By Steve Knight/reporter3@trcle.com
— County commissioners on Monday approved a $3,500 per acre bid by Chesapeake Energy to lease county-owned land in downtown Cleburne and in Market Square for mineral development for the C. Chaney Survey.
Johnson County Precinct 1 Commissioner Rick Bailey said bids previously sought for mineral rights for those lands were inadequate until Chesapeake’s bid.
Members also approved, with Precinct 3 Commissioner Jerry Stringer abstaining, accepting Pecan Tree Court for county maintenance in the Meadow Hill addition.
The court tabled a motion to accept a racial profiling report from Precinct 1 Constable Bill Pearce. Commissioners said they wanted more information from Pearce, who was not in attendance.

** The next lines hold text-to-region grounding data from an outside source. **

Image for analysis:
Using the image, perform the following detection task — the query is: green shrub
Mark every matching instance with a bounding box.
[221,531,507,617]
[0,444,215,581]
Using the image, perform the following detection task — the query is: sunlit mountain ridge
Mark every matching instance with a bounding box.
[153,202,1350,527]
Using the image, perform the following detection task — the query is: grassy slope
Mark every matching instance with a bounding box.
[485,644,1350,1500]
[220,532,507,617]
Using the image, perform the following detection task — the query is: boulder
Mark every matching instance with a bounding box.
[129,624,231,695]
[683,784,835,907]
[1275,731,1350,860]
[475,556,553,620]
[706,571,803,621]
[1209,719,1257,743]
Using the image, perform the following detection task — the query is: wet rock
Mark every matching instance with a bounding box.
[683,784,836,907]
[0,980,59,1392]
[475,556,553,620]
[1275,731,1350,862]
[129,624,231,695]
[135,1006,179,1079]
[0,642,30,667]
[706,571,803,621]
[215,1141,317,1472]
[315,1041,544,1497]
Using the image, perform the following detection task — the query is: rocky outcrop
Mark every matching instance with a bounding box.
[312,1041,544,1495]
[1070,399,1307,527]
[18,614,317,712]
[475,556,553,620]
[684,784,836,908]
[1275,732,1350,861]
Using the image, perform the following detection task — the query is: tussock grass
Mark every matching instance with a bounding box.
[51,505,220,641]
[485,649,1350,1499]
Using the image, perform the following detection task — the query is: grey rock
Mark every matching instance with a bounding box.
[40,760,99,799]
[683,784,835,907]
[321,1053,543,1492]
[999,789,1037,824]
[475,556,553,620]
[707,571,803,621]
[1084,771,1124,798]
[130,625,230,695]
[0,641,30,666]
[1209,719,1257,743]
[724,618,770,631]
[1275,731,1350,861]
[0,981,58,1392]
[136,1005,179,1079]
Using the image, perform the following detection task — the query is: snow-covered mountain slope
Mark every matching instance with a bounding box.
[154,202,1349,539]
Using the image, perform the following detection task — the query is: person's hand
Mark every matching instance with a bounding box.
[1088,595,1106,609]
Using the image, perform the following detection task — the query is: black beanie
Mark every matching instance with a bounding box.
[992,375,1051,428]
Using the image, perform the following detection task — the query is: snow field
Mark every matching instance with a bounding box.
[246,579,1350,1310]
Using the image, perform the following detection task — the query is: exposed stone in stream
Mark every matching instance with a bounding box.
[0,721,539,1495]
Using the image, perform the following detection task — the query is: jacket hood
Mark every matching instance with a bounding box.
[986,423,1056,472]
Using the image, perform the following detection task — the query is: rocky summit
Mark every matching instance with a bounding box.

In other business, commissioners approved a motion to tear down a building on Anglin Street in Cleburne previously occupied by the Texas Department of Mental Health and Mental Retardation, depending on acquisition of city permits and completion of asbestos abatement.
“We’ve tried selling [the building] and giving it away,” Bailey said.
When it was last inspected, the building’s copper wiring had been stolen, leaving no choice but to recommend demolition, Bailey said.
The court also presented proclamations for Poison Prevention Week Sunday- March 20 and to Meals-on-Wheels of Johnson and Ellis Counties for March for Meals Awareness Month.
Harmon comments
on Texas 121 project
County Judge Roger Harmon announced that both the Texas Department of Transportation and the North Texas Tollway Authority board of directors voted in February to move the long-awaited Texas 121 project forward.
NTTA board members Feb. 26 voted to approve the estimated $1.2 billion project that calls for extending Texas 121 from Fort Worth to Cleburne as a toll road.
“That was an historic vote,” Harmon said. “There was a lot about 121 that we were concerned about.”
Harmon said that the complex plan would save taxpayers $700 million in finance costs.
TxDOT will backstop NTTA’s efforts to build both the Chisolm Trail and the Texas 161 project by putting up the state’s gas tax fund as collateral, the Times-Review reported Feb. 26.
“It was a big decision for TxDOT,” he said. “It has been a partnership all throughout this. I am very encouraged.”
The next scheduled meeting of the commissioners court is March 21.